My man was Ted Cruz as well, and it was shocking to me that he wasn’t the #1 favorite for the nomination. This is why I didn’t believe a lot of evangelicals really did care that much for character, as Cruz would have trumped all other candidates. Also, many were strong church goers who voted for Trump. I know of several just in my corner of the town who are and did. I would never go back and undo my vote, either. 


There is a fundamental question for Christians which I have never heard discussed anywhere.  Olasky takes the position of many Christians that the best presidential candidate would be a moral Christ follower.  That is a good and valid argument.  However, if you are in a violent storm on a plane or ship, would your main concern be whether your pilot is a Sunday School teacher or the best pilot for the job?  Who would you prefer in a fight, a brawler like Trump, or a choir member?  The kingdoms of this world play by different rules than the kingdom of heaven.  Shouldn't Christians be able to discern the difference?

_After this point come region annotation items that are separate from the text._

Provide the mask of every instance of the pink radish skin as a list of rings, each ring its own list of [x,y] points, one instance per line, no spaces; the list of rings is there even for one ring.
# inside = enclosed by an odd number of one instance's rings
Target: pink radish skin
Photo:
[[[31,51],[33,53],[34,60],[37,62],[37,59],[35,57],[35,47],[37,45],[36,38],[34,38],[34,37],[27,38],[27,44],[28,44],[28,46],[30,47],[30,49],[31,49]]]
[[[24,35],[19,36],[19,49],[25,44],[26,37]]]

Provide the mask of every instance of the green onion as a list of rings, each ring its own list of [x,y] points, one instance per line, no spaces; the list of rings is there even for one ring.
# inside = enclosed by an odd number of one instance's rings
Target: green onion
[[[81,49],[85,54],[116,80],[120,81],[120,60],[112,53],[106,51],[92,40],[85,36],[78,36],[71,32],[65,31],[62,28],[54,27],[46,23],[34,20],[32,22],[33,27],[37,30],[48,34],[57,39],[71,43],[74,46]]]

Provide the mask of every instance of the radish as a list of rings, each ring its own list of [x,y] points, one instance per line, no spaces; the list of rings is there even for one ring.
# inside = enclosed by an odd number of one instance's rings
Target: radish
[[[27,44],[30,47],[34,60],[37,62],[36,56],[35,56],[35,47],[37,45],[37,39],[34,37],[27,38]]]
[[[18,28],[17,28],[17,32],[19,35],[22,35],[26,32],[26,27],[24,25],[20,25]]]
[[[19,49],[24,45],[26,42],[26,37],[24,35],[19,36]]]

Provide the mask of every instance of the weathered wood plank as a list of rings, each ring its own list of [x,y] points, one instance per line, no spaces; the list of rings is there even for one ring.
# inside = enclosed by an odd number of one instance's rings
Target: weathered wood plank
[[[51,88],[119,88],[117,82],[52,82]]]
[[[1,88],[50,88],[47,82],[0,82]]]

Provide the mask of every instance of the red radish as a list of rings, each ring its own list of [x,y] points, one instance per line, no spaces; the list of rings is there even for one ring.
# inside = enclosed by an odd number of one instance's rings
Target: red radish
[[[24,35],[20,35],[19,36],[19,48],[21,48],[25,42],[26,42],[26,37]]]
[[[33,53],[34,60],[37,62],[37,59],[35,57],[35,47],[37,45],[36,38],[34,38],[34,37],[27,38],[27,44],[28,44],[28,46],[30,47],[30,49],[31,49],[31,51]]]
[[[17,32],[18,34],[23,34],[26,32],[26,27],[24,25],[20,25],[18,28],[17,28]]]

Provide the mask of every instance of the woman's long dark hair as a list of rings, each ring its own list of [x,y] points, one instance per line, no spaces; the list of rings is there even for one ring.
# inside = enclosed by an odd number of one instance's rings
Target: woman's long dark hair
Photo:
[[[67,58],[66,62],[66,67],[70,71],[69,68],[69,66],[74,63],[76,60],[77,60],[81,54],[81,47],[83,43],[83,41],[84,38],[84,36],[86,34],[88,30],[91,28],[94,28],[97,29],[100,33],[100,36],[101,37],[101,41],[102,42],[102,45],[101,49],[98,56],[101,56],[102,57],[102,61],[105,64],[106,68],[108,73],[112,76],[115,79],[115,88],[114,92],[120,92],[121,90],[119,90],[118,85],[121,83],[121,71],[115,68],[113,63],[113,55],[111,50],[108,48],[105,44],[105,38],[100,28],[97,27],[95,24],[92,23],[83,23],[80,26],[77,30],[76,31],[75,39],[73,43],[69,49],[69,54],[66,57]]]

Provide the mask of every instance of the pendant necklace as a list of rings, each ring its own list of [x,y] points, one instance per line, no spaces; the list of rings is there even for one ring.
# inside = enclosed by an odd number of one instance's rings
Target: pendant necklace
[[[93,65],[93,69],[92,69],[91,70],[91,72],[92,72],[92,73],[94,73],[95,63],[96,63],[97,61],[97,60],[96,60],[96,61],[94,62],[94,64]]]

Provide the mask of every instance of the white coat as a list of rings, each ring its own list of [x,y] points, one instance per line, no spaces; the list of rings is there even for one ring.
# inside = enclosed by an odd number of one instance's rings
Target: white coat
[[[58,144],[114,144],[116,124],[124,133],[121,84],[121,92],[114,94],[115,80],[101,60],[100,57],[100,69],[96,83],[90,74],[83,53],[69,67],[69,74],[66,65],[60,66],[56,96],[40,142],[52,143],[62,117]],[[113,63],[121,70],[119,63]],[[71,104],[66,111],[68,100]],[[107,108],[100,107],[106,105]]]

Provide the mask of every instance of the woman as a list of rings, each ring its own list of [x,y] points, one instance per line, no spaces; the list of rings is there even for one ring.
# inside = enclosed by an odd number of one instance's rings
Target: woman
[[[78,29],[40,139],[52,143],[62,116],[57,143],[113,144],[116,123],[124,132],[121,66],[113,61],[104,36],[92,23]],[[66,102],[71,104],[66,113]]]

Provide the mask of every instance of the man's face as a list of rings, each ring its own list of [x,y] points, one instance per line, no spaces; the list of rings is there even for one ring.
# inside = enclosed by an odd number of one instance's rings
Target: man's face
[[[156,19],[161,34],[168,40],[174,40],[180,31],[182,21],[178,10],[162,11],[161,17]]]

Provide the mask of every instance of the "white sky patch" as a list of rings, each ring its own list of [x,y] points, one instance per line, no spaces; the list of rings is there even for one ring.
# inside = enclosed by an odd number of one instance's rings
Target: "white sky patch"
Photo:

The perfect candidate for evangelical voters was Ted Cruz but it was clear to me that he would not be able to win in a general election; evangelical voters are a minority in the general electorate. Ted Cruz had negatives that church going evangelicals would have been willing to overlook in an election, except the one BIG one, that he would not win against HC. I am glad that God saw to it that Donald Trump became our president in spite of the bad advice and example of evangelicals leaders who valued their personal conscience over the consequences of leadership for the country as a whole. 

Postmodern Redneck

After reading this article three times, I think there is another question that would be worth looking into by World and others--how did the evangelical churches lose the white working class (recognized from the first as a major part of Trump's base)?

Historically, some denominations have mostly catered to the elite--the Episcopalians have a long history of this; even in the early 1800s the Methodists and Baptists tended to attract more of the lower classes.  But it seems now most churches are losing working-class whites.

I am 69 years old.  When I was a teenager the church my family attended was a mix of white-collar and blue-collar people, and the elders and deacons were a mix as well.  During my lifetime this has been changing, at least in the Midwest area where I have lived--Cincinnati, Indianapolis, and the areas between.  From my own experiences it seems the problem largely began with the pastors of my own generation, and has gotten worse with the younger ones.  I have seen too many pastors who visibly kowtow to the more affluent members of their congregation, but it is also happening with some of the members as well.  There are signs that the "prosperity gospel" has taken hold in a lot of non-charismatic churches, with less affluent people being told they do not prosper because of their secret sins (this has happened to my grown kids).

Some of this may also be a sorting that began with the rise in college attendance that resulted from the GI Bill after WWII.  But the gulf was not that wide in the '60s--the WWII generation college grads knew they were the first of their families to have a chance at college.  Their children and grandchildren seem to have taken it for granted, and widened the division.  Before WWII, in most places the only educated people in a community would be the preachers, the doctors, and the lawyers--they had to rub shoulders with the less educated because they were so few in any place.  Now educated people live in different neighborhoods and send their children to different schools from the blue-collar people.

Yes, some of these things are just what has been going on in our society.  But instead of noticing and dealing with the problem, the leadership of our churches, at the local level and clear to the top, has ignored the problem and contributed to it.



He’s talking about the early part of the primary, not the general election.


If 2 out of 3 of the most frequent church attenders voted against Trump, who did they vote for or did they not vote at all?